Le transport en vrac va donc plus loin que les accompagnements médicaux offerts depuis la fondation de l'organisme, en 1983, dans la mesure où il élargit la gamme de services dispensés par les conducteurs bénévoles de l'organisme. Ainsi, précise Johanne Pitt, directrice générale, le transport en vrac accommode les personnes incapables de se déplacer pour, par exemple, aller à la Régie du logement, visiter un projet qui se trouve à l'hôpital ou renouveler la carte d'assurance-maladie. Nos bénévoles sont disponibles. Ils sont capables d'en faire plus et on veut les occuper pour ne pas les perdre. »
Selon Gisèle Boisvert, responsable de l'accueil et des jumelages, « les déplacements en transport en commun ne sont pas pour tout le monde.

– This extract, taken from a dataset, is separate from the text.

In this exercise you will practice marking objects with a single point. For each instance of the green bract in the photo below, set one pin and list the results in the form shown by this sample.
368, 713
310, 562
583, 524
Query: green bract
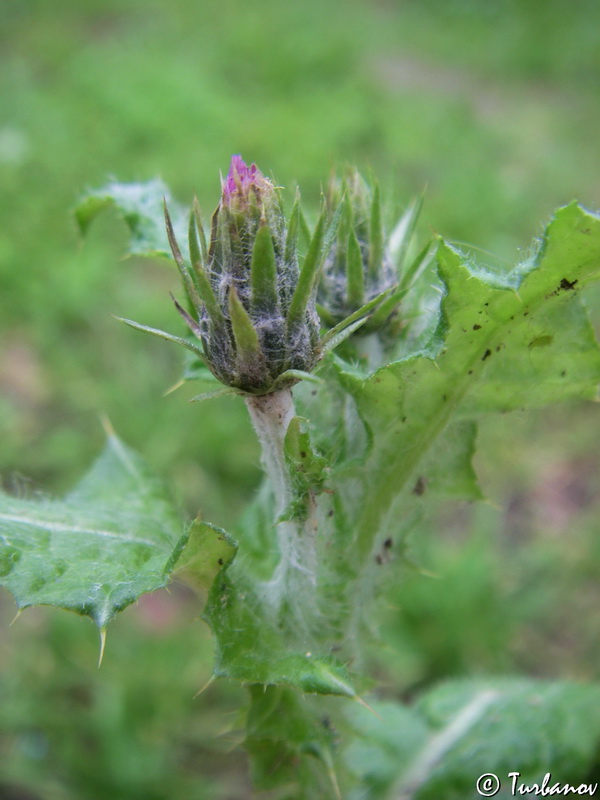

Ce ne sont pas tous les gens qui sont à l'aise en autobus. Le transport en vrac s'adresse aux personnes qui ne se sentent pas capables de se rendre à la place désirée par leurs propres moyens ».
Elle dit qu'elle aurait plusieurs histoires à raconter concernant des personnes âgées qui ont eu maille à partir avec les autobus de la Société de transport de Montréal.
Dans le dépliant relatant les tenants et aboutissants du programme, on parle aussi de déplacements pour un service religieux, d'autres pour se rendre au bureau Accès Saint-Léonard ou même chez la coiffeuse.
Le coût est de 0,40 $ le kilomètre à partir du domicile, mais la contribution minimale est fixée à 8 $. Il suffit d'acquitter une cotisation annuelle de 5 $ auprès du Centre des aînés du Réseau d'entraide de Saint-Léonard pour avoir droit à ce service et bien d'autres.